Molinism is a needlessly over-engineered attempt to shield God from His own sovereignty. By making divine decree dependent on human autonomy, its premise is as flawed as its implications. Molinism effectively destroys the efficacy of prayer, the security of hope, and the very aseity of God.
Consider the proposition P: If agent S is presented with choice X in circumstance C, S will form intention Y.
While both Calvinists (compatibilists) and Molinists agree that given P, S will inevitably intend Y, they diverge sharply on the nature of that inevitability.
For the Calvinist, Y not only will occur but must occur. This is because God has determined both the logical and causal structures of P, so that S can do no other than form intention Y. In other words, God has decreed the causal link between the circumstance and the agent’s intention. Here, God exerts exhaustive control over both what S would do (counterfactuals) and what S will do (actualities). Finally, because God decrees P itself, he could decree a different outcome in relation to the exact same state of affairs.
In Molinism, God’s control is indirect. P is not something that is decreed, but something God knows through “Middle Knowledge.” Accordingly, God does not control what S would do because such truths are independent of God’s will. God only controls what S will do, and he does so by choosing to actualize the specific circumstance (C) in which he knows S will form intention Y. Consequently, while C is a sufficient condition for Y, S retains the libertarian power to do otherwise. This means that God does not determine the intention of the heart. Rather, God permits the known outcome to manifest. In this framework, God cannot decree a different outcome given the identical state of affairs, for the outcome is grounded solely in the agent’s own free agency.
Similarities:
Despite these structural differences, the subjective experience of the agent remains identical in both systems. S never feels coerced, nor does S disapprove of the intention.

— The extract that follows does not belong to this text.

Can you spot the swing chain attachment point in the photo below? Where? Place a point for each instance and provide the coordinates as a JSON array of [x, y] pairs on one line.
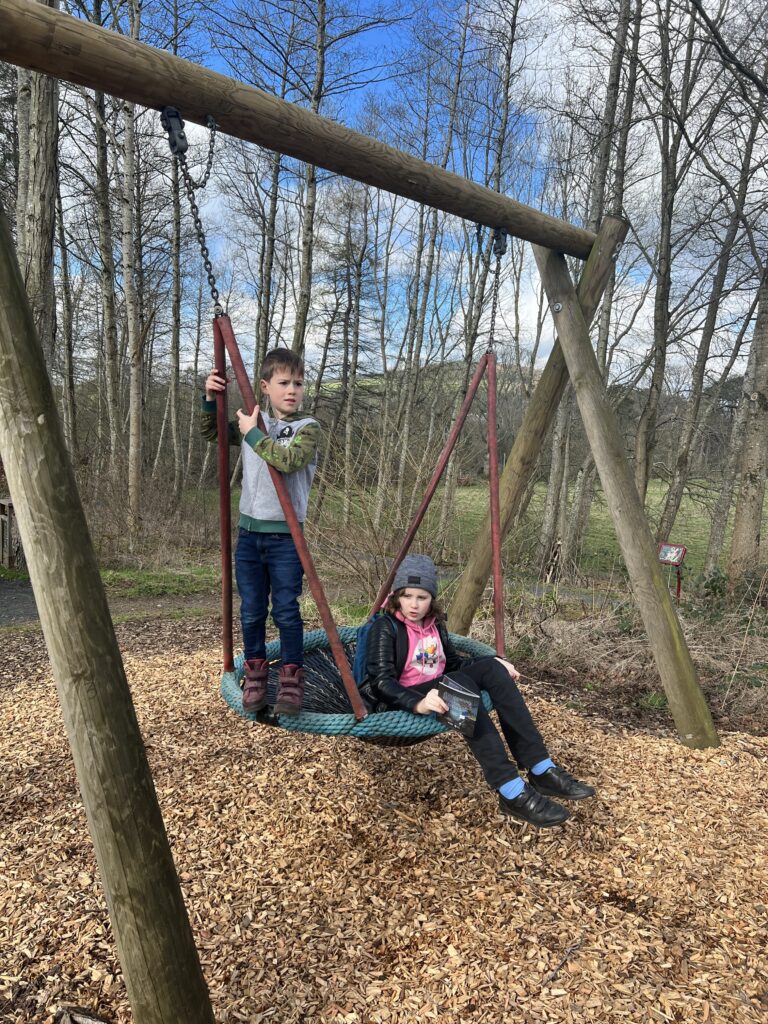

Whether the intention is causally determined (Calvinism) or sovereignly permitted (Molinism), S identifies with the choice and approves of it upon consummation.
Ultimately, both views treat P as a contingent truth in that P is neither necessary nor impossible. In other words, it’s theoretically possible that S chooses otherwise.
Differences:
In Calvinism, the contingency of a free will choice is grounded in God’s sovereign ability to make P either true or false. Whereas in Molinism, P’s contingency is grounded solely in the agent’s autonomous freedom. In other words, in Calvinism God determines the truth value of P; whereas in Molinism, the uninstantiated essence anchors P’s truth value.
The divergence between these two views fundamentally alters what creative options God has at his disposal. The central distinction lies in the concept of “Possible Worlds” versus “Feasible Worlds.”
Calvinism: All Possible Creative Options
In Calvinism, God’s creative options are limited only by the laws of logic. Because God determines the causal relationship between a circumstance (C) and an intention (Y), he can decree any logically possible outcome. In other words, all possibilities are truly available to God to actualize. Therefore, God can actualize any possible world just as long as he can conceive it. This follows from the compatibilist premise that what an agent would do is a decretive truth. Accordingly, God does not discover such truths but rather decides them for his own purposes.
Molinism: Restricted Creative Options
In Molinism, God does not determine the free choices of men. Instead, God discovers what choices would be freely made through his eternal Middle Knowledge. They are the cards God must play if he desires to be in a personal relationship with his image bearers. Therefore, God’s creative options are limited not just by logic, but by the Counterfactuals of Creaturely Freedom (CCFs) – those truths about what free agents would do in certain situations, which God knows (passively).
Possible vs. Feasible:
Although there are infinite possible worlds, in a Molinistic framework only a subset of them are feasible for God to create. For example, it might be logically possible for S to form intention Y in circumstance C, but if it is a contingent truth that S would actually form intention Y, then a world where S chooses according to ~Y is “infeasible” for God to actualize.